Heather’s advice to current fellows is to make sure you don’t let your ego get in the way of progress.
“You have expertise, but you’re not the expert,” she says. Be willing to change directions based on what will best serve the people you’re seeking to help.
“Carrie and her team had a different idea and they didn’t just have an idea that they had pulled out of the air,” Heather says. “They had an idea that was grounded in real-world experience. They knew this was a need because they’ve done the work and families have expressed this to them.”
Many obstacles stand in the way of children experiencing homelessness being able to enroll in early learning centers. In addition to not being able to afford childcare, their families often don’t have the necessary paperwork such as a birth certificate or proof of required vaccinations. So, along with getting all of the licenses needed to run an early childhood learning center, Pathways had to secure funding so that the service could be offered for free and had to figure out how to remove all of these barriers.
They were often told it couldn’t be done.
“It was a novel concept for everyone,” Heather says. “Anytime you’re trying to do something that’s new and innovative, people don’t really know how to fit you into the existing box.”
Then the pandemic hit, bringing even more challenges.
But Carrie and the team at Pathways never gave up.
“We take ‘No’ for a vitamin,” Carrie says. “We are nourished by the ‘No.’”
Each closed door just encouraged Carrie and her team to fight harder.
“There’s always going to be people that look at social programs, particularly, and tell you why you can’t do it,” Carrie says. “But you have to focus on the believers. Don’t focus on the naysayers.”
Heather was a believer. At the time of her fellowship, Heather was studying for her doctorate in public health and working as a program director at the University of Alabama at Birmingham (UAB). Because of this, she had connections to the people and resources that Pathways needed to get the idea for an early learning center off the ground.

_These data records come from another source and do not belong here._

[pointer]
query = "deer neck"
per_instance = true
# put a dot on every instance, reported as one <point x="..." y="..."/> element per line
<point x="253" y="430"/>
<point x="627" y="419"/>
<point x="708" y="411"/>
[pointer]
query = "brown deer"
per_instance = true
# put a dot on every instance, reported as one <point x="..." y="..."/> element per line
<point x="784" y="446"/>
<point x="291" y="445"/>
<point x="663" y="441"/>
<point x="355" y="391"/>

“We just had an idea about what we wanted to do as far as programs, but we needed someone to open the doors and get us in the right meeting with the right people,” Carrie says. Heather was that person. She connected Pathways with the right people at the Department of Human Resources and with the Alabama Department of Early Childhood Education, which now provides funding for the program and offers coaching to the center’s teachers.
“We were able to get in front of some people that we would not have been able to get in front of on our own because Heather had those connections,” Carrie says.
Another believer was Heather’s mentor, Dr. Julie Preskitt.
“She went out of her way to advocate for the center with her contacts and never hesitated to leverage her connections for the benefit of this project,” Heather says of Dr. Preskitt, who was awarded Academic Mentor of the Year by the Albert Schweitzer Fellowship for 2019-2020.
The impact of an early learning childcare center for families experiencing homelessness can’t be overstated.
“Not having childcare is the number one barrier that keeps families in homelessness,” Carrie says. “Eighty percent of our families who come into our center, the mom has a job within two weeks, and the family is able to move into housing within four months.”
Today Heather works as a researcher for James Bell Associates, which seeks to improve the lives of children, families, and communities through evaluation. She carries the lessons of her fellowship with her in this role.
“I think this project presents a real-world example of how many systems are designed with public interest in mind, but they don’t serve all families equally,” she says. “It’s a real-world example of how a one-size-fits-all approach to families is not appropriate.”
Simply put, Heather’s fellowship not only taught her how to pivot and persevere, but it also taught her the value of meeting families where they are.